Gerber in comfort zone

DON BRENNAN, SUN MEDIA

, Last Updated: 7:50 AM ET

TORONTO -- Martin Gerber is about to stare down the barrel at a heated rival, into the glare of Hockey Night in Canada's bright lights and -- as the as the NHL's hottest goalie setting foot in the centre of the shinny universe -- directly at a barrage of reporters.

And he's less likely to blink than ever before.

Making his sixth start in the Senators' last seven games, Gerber will be looking to improve on a league-leading number of wins (12) and a save percentage (.943) and goals-against average (1.75) that, as of yesterday, ranked third and sixth in the NHL, respectively.

ABOUT FACE

Gerber's 180-degree turnaround from a year ago includes an almost unbelievable 22-1-2 record in his last 25 starts and it can be attributed largely to his newfound confidence -- both on and off the ice.

"He's certainly on top of his game ... he's comfortable," coach John Paddock said before yesterday's late afternoon flight to Hogtown. "And he's comfortable with eight mikes in his face. Last year, I don't think he was. You can't underestimate that.

"There's a lot of things about playing in Canada ... there's pressure to perform on the ice and pressure to answer questions.
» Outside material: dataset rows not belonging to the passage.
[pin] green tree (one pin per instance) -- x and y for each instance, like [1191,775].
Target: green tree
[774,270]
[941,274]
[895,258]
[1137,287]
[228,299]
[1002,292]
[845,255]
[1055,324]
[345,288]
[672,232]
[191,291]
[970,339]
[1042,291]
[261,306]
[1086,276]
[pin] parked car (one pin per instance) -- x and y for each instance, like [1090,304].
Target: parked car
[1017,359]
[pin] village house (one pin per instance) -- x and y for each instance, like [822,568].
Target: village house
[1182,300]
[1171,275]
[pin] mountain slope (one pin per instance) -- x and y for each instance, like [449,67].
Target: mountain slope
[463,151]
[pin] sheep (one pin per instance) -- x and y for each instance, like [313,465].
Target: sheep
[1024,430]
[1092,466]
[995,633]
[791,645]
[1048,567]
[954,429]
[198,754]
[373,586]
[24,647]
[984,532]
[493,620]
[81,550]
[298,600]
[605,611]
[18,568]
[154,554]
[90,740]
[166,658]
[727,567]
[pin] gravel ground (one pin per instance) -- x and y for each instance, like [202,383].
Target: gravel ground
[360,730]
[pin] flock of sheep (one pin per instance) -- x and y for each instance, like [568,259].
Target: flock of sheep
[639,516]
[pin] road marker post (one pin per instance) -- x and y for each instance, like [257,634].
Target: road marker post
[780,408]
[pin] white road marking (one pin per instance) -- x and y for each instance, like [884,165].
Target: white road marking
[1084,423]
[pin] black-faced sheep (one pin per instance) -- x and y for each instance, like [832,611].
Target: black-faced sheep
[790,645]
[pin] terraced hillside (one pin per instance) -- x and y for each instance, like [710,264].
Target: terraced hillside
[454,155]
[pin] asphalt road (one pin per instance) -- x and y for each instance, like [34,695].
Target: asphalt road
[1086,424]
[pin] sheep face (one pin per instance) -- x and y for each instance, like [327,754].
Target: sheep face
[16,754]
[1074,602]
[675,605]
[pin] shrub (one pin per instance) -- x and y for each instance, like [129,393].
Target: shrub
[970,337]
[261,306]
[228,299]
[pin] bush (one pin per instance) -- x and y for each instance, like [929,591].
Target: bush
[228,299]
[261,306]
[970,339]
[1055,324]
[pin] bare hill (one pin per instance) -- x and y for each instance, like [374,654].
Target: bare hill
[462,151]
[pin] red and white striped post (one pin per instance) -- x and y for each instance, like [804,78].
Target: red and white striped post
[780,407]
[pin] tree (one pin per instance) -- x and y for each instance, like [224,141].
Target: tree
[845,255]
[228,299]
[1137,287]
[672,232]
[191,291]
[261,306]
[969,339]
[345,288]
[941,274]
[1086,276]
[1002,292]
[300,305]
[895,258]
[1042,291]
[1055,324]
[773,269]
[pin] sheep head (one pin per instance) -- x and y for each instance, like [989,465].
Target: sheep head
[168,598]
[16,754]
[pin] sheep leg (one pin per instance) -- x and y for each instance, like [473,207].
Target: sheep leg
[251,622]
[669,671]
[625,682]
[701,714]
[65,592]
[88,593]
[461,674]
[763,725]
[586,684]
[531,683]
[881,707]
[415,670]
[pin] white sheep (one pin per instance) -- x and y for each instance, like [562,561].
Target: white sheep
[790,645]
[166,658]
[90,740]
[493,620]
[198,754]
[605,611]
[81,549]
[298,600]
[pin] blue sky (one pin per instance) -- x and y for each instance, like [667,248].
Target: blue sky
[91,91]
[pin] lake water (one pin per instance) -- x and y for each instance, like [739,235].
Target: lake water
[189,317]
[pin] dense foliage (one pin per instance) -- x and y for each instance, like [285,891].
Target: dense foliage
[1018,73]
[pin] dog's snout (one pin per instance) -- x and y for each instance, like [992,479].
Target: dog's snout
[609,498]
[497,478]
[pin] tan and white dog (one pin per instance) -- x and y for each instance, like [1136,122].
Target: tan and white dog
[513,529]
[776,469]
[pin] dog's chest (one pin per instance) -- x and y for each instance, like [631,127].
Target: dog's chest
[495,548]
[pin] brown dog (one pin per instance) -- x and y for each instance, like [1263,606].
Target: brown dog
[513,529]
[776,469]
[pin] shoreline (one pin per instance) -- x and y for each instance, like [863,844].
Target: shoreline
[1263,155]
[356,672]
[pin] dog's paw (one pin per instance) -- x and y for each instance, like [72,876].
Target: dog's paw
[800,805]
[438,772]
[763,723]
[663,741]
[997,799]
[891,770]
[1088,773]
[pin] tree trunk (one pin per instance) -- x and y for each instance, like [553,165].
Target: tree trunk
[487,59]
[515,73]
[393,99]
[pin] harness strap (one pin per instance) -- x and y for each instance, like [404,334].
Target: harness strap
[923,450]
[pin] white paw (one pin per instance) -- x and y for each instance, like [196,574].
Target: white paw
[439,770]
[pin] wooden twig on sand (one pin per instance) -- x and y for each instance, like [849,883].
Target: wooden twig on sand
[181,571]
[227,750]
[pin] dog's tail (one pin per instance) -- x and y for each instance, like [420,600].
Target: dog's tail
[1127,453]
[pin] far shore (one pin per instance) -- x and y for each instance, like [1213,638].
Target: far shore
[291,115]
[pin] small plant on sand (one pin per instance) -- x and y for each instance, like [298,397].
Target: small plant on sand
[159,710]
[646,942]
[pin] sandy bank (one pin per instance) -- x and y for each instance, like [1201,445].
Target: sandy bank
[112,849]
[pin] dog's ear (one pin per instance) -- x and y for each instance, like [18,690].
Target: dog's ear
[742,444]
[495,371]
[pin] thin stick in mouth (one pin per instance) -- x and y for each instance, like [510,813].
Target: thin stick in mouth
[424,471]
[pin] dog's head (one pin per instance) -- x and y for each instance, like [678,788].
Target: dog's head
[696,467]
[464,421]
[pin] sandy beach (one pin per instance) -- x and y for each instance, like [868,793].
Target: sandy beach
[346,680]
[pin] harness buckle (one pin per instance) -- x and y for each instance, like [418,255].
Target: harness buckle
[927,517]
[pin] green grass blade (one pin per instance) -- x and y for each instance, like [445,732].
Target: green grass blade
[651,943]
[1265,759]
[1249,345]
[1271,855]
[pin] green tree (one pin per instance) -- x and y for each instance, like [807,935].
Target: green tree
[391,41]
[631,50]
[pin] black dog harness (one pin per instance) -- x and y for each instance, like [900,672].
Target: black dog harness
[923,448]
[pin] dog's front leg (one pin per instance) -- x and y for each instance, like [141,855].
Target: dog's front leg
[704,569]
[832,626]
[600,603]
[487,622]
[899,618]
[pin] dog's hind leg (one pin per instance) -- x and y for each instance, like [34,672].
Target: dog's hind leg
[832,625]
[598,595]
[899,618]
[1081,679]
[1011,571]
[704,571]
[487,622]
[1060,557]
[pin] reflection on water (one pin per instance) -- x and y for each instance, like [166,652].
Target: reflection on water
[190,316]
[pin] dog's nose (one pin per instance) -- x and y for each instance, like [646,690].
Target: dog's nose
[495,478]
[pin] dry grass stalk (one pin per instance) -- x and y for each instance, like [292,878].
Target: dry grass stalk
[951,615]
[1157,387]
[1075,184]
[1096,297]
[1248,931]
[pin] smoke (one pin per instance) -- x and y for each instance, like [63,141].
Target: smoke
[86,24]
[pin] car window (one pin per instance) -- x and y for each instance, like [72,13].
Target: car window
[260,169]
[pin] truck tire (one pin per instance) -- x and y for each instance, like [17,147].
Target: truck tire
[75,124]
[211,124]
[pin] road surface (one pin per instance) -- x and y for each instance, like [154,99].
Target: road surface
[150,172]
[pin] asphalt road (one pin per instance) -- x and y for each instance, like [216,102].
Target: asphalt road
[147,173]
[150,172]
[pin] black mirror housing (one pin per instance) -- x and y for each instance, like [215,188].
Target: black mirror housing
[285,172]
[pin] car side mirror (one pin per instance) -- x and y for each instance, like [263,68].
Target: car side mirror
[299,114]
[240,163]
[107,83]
I think there's a huge difference between playing in Canada and some places in the States.

"Carolina (Gerber's former club) is a real good team and a legitimate threat in the East, but they don't have the pressure we do. (The media are) busy covering college football.

"I think Bob Gainey once said not everybody can play in Montreal. Well, not everybody can play in Canada," Paddock added. "I don't know why (Daniel) Briere didn't want to go to Montreal (as a free agent). I don't. But it's something to play in Montreal. There's lots of pressure. And there's lot of pressure to play in Ottawa. (Briere) didn't go to an easy place (Philadelphia). Believe me, I know. But it's different in some cities."

In some cities, the coach wouldn't be asked why a goalie who was trying to regain his form and position within the company wouldn't take part in an "optional" practice. But Ray Emery was nowhere to be found as the only players to show up for the Bell Sensplex skate were Luke Richardson, Shean Donovan, Patrick Eaves, Brian McGrattan and .... Gerber.

"I think every situation is different," Paddock shrugged. "(Emery) is going to be playing one of the next two games (so much for the suspense of waiting to see who draws the Habs on Monday, eh?) and he's had two real good practices. I made it an optional, I'd rather we have (full) practices (tomorrow) and Tuesday in Montreal and sometimes you might wonder, but when you make a practice optional, you're letting players do what they want to do. I don't have any thoughts (on Emery's choice) at all."

BREAKING IN SKATES

What was Gerber doing back on the ice 13 hours after putting the finishing touches on a 35-save victory over the Sabres?

"I like going out (the day) after a game, for a quick one," he said. "And I'm breaking in some new skates, so it's a good time to do that."

Speaking of a good time, Gerber is having a party compared to the miserable start he had to his Ottawa career.

Gerber, who spent his first two NHL years in the relative obscurity of Anaheim, was with the Hurricanes for just one season before signing up for a job in Hockey Country. Clearly, he didn't fully realize what he was getting into.

"You have to get used to it," he said of the scrutiny. "Unless you were born and raised here, you don't know what's going to be coming at you. It's an adjustment you have to make."

Gerber stopped short of blaming last season's early woes on the media.

"My game wasn't there before I met you guys," he said. "But it was a lot harder ... not performing the way you want to is a bigger impact here."

Gerber admits he started feeling more comfortable after Christmas and at least some credit for that has to go to the coach. For the most part, Bryan Murray made sure he started his struggling goalie against the weaker opponents. Now, having found his way back to 2005-06 form, Gerber would be the go-to guy if the playoffs started today.

He speaks eagerly of the "big game" challenge.

"Those divisional games, that's when the most excitement is here," said Gerber. "Between Toronto, and Montreal ... the crowd is always going, it's always an up-tempo game, there's lots of things going on. They are exciting games, and you want to be a part of it."

Gerber's more than part of it now. He's a main character on Canada's best team --perhaps the best team in the NHL -- and he's comfortable and thriving in the role.